FLAG Fabbrica Ligure Automobili Genova
- Industry: Automotive
- Founded: 1905
- Defunct: 1908
- Fate: merged with Società Piemontese Automobili (S.P.A.) in 1909
- Headquarters: Genoa, Italy
- Products: Automobiles

= Fabbrica Ligure Automobili Genova =

Italian automobile manufacturer founded in 1905

Fabbrica Ligure Automobili Genova (FLAG) was an Italian automobile manufacturer founded in 1905 by investors in La Spezia, Liguria, that produced large, prestigious, luxury vehicles. Shortly after founding it transferred to Genoa and then in 1909 it merged with Società Piemontese Automobili (S.P.A.) in Turin.

==History==
The company was established in 1905 by investors in La Spezia, Liguria, Italy to produce large, prestigious, luxury vehicles, but shortly after founding it transferred to Genoa. The lack of technical skills in the Genoese workforce forced the company to seek business partners, and resulted in both the 1907 closure of the Genoa plant and the 1909 merger with the Turin automobile manufacturer Società Piemontese Automobili (SPA). The new company traded as Società Ligure Piemontese Automobili.

The company was also the Italian agent for Thornycroft vehicles.

==Manufacturing==
The emphasis on quality meant that steel was imported from Krupp in Germany and vehicle testing was extensive, but lack of technical skills in the workforce resulted in both the 1907 closure of the Genoa plant and the 1909 transfer of manufacturing to the Turin manufacturer Società Piemontese Automobili (SPA).

==Vehicles==
The initial cars were a 12/16 hp and 16/24 hp, both with four-cylinder engines and shaft drive. Later they added a 40 hp model with chain drive. All engines had the cylinders cast in pairs.

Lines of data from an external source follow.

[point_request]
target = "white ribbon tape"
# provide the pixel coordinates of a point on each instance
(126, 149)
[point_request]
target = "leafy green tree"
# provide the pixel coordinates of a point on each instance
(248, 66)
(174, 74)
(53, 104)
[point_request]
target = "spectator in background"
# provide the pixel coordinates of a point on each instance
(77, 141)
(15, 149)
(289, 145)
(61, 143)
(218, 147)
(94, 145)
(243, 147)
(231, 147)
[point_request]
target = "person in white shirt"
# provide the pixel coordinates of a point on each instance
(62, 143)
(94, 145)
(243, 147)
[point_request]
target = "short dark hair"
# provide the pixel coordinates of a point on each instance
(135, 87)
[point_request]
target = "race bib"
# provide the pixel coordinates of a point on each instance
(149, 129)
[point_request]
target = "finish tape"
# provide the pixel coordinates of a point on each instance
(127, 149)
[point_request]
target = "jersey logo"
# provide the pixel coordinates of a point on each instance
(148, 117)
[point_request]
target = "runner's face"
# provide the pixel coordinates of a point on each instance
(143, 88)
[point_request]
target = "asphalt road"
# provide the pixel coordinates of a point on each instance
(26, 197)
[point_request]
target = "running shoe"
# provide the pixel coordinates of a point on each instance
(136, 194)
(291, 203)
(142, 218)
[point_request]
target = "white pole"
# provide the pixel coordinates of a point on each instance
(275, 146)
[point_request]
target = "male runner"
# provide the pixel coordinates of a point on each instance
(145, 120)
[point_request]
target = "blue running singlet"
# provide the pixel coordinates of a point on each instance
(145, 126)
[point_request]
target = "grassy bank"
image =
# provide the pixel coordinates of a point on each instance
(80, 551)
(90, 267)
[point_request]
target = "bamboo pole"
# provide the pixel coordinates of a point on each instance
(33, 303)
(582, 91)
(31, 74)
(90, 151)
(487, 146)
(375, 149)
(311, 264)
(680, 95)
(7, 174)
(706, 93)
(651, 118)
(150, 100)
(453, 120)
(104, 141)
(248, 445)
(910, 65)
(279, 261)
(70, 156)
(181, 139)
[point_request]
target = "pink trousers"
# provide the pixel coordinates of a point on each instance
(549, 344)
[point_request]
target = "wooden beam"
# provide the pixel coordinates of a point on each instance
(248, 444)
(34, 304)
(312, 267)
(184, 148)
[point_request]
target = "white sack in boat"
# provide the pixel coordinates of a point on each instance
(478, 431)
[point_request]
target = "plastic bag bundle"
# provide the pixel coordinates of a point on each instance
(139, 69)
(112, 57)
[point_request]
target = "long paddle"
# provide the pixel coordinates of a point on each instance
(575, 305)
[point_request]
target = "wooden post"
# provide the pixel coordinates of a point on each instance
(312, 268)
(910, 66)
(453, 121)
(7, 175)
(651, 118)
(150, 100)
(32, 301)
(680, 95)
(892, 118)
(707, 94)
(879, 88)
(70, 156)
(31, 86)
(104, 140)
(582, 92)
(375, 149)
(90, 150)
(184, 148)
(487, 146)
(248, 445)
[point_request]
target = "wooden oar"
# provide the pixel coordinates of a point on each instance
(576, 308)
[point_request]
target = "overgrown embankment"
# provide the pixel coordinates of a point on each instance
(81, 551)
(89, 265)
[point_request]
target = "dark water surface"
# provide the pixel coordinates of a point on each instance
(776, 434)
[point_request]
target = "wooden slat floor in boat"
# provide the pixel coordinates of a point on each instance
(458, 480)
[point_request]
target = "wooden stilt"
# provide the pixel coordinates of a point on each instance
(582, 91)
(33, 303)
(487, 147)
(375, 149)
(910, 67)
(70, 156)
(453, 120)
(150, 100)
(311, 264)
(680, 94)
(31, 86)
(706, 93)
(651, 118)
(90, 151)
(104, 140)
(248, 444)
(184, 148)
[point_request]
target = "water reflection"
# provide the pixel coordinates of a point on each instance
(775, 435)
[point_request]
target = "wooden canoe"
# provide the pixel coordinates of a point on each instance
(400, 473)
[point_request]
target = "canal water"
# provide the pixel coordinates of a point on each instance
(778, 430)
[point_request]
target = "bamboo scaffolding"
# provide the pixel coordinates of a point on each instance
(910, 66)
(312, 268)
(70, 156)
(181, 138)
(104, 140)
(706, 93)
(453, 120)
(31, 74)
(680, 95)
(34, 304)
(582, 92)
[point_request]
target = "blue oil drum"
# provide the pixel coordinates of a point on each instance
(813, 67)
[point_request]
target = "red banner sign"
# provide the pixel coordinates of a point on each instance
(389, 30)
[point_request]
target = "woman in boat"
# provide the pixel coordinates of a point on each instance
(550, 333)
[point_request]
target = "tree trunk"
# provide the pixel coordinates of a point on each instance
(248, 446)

The range was expanded with six-cylinder models rated as 40 and 70 hp.

==Competition==
In 1906 the Marchese Giovanni Battista Raggio won the Circuito Bresciano with a "FLAG 6S/40".

F.L.A.G. initially entered 3 cars for the 1907 I Kaiser Preis held on 13–14 June in the Taunus mountains, but only Carlo Raggio was named and no vehicles started.